You should also read the Wikipedia articles "big O notation" and "Computational complexity of mathematical operations".

[1] Le Gall, François (2014), "Powers of tensors and fast matrix multiplication", Proceedings of the 39th International Symposium on Symbolic and Algebraic Computation (ISSAC 2014), arXiv:1401.7714

@Markiyan Hirnyk Here is my understanding of VV's Answer. Of course, we must ask if it is possible to obtain his parameterization somewhat automatically with Maple.

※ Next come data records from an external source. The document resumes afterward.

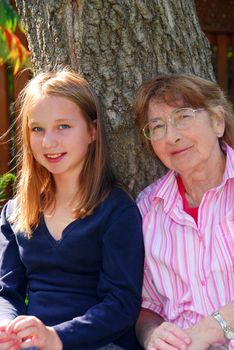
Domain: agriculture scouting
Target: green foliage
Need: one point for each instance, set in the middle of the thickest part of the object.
(12, 50)
(7, 182)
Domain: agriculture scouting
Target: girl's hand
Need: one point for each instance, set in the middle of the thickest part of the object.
(8, 341)
(32, 332)
(168, 336)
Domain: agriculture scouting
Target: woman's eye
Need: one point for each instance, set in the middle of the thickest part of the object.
(37, 129)
(63, 126)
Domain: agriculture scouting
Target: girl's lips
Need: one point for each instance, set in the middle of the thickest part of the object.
(54, 158)
(180, 151)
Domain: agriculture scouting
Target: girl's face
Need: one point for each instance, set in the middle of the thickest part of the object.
(59, 135)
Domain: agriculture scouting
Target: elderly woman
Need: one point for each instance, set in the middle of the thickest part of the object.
(188, 215)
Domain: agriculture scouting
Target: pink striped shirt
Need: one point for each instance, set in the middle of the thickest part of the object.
(189, 267)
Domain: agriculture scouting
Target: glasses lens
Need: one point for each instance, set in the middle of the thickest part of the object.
(155, 129)
(183, 118)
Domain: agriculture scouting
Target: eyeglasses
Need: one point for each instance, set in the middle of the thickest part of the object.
(181, 118)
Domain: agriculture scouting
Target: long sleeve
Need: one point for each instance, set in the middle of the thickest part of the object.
(13, 283)
(119, 286)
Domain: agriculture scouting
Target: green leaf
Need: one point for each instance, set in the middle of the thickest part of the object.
(9, 17)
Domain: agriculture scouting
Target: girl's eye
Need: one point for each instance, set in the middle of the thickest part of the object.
(63, 126)
(37, 129)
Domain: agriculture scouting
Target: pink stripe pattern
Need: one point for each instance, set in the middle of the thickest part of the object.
(189, 267)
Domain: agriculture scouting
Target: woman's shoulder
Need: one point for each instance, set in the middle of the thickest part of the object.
(147, 196)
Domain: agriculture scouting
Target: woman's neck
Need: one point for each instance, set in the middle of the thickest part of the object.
(198, 182)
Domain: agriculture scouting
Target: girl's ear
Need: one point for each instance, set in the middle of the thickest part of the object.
(93, 131)
(218, 121)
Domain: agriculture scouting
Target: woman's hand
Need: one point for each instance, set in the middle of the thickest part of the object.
(32, 332)
(8, 341)
(167, 336)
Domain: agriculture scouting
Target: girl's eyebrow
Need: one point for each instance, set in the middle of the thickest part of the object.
(33, 122)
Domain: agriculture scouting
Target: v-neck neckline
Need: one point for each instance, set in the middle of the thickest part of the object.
(64, 233)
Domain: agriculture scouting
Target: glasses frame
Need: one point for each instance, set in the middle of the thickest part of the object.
(169, 121)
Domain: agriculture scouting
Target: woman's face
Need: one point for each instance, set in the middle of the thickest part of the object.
(186, 150)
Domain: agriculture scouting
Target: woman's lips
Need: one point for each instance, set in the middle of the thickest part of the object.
(55, 157)
(182, 150)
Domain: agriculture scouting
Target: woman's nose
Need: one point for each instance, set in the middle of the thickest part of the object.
(49, 140)
(172, 134)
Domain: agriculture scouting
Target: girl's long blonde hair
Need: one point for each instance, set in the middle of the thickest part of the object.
(35, 186)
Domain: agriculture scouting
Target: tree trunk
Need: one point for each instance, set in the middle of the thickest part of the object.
(116, 45)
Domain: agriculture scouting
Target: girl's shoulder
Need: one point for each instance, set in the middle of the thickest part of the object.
(9, 208)
(119, 197)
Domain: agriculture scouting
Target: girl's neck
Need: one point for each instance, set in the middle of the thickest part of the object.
(202, 180)
(66, 189)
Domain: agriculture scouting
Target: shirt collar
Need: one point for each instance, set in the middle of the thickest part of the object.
(229, 168)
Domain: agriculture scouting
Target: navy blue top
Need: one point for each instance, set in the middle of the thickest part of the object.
(87, 285)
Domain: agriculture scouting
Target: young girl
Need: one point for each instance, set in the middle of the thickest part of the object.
(71, 241)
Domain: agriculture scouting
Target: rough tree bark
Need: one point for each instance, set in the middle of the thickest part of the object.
(115, 44)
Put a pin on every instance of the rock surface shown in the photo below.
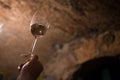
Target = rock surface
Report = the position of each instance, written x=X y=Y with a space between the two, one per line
x=79 y=31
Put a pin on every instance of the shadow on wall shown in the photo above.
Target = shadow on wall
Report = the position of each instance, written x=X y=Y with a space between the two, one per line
x=105 y=68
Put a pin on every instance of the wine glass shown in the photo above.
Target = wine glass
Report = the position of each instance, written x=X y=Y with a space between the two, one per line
x=38 y=27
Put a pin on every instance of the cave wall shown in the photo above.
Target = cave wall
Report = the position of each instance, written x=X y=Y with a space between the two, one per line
x=79 y=31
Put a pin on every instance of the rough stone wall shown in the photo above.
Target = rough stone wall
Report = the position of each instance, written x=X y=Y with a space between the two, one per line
x=80 y=30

#This is the lhs of your plotted equation:
F:= unapply(sqrt(b)*sqrt(1-4*p/b)-2*arctan(sqrt((9*p/b-22201/10000)/(9/4-9*p/b))), (b,p)):
#This is VV's parameterization:
P:=5625*t^2*tan((1/2)*t)^2*(1/299)+22201*t^2*(1/1196): # 0 < t < Pi
#By plotting P vs. 4*P+t^2, he's implicitly claiming that 
#F(4*P+t^2, P) = 0 assuming 0 < t, t < Pi
#Let's verify that.

#I needed to restrict to t < Pi/2 to make progress:
zero:= simplify(F(4*P+t^2, P)) assuming 0 < t, t < Pi/2;
                           /              (1/2)\    
                           |/       2    \     |    
                           |\-cos(t)  + 1/     |    
            zero := -arctan|-------------------| + t
                           \      cos(t)       /    
simplify(convert(zero, tan)) assuming 0 < t, t < Pi/2;
                               0
#For t in the 2nd quadrant, it appears to be not true: 
simplify(convert(zero, tan)) assuming Pi/2 < t, t < Pi;
                             /sin(t)\    
                      -arctan|------| + t
                             \cos(t)/    
#A good pre-calculus student should be able to simplify the above
#to Pi, but Maple can't!
plot(%, t= Pi/2+0.01..Pi);

@vv add has special evaluation rules; sum has the same evaluation as the vast, vast majority of Maple commands: evaluate first, then pass. It's just that that seems "special" for sum because it's usually add's evaluation rules that are desired.